I don't mean to sound too harsh or snarky; Greely's Cove is an agreeable and at times nicely grotesque horror novel, particularly in its climax. Its faults lie in the usual areas: there are far too many King and Straub touches, and Gideon's prose, while quite serviceable, falters under the weight of horror that he's trying to conjure up. Dialogue is often expositionary and wordy; an amateur's inexperience is all too obvious. I skimmed lots of pages after awhile, but fortunately got more into the story as the end neared, because the climactic battles and revelations were kinda epic. But only kinda.

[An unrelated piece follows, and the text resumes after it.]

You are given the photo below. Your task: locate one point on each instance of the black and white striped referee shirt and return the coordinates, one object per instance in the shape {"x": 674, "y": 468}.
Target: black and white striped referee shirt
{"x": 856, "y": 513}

However, I loved the modus operandi of the novel's villain - the Giver of Dreams: he forces the missing people to "live" the vast horrors of humanity's past, unwilling victims trapped in an all-too-real nightmare world. I wish Gideon had expanded on this idea as I found it truly horrific - can you imagine waking up to find you're a serial killer, a Nazi, a Mongol army's whore, a demonic child torturing its mother? And even enjoying it? Ick. I know this sounds terrible but... more please. A more powerful writer could have really taken this concept all the way, rubbed the reader's face in it, got in there deep and true. Oh well. One character really stood out too: a sad-sack boozehound named Mitch Nistler, a mortuary attendant driven to unholy extremes of lust and desire. And you know what that means!

PS. Finally I've figured out the font on the edition at top; it's ITC Benguiat. Designed in 1977, it was used on all kinds of paperbacks throughout the '70s and '80s, and has always been a favorite of mine.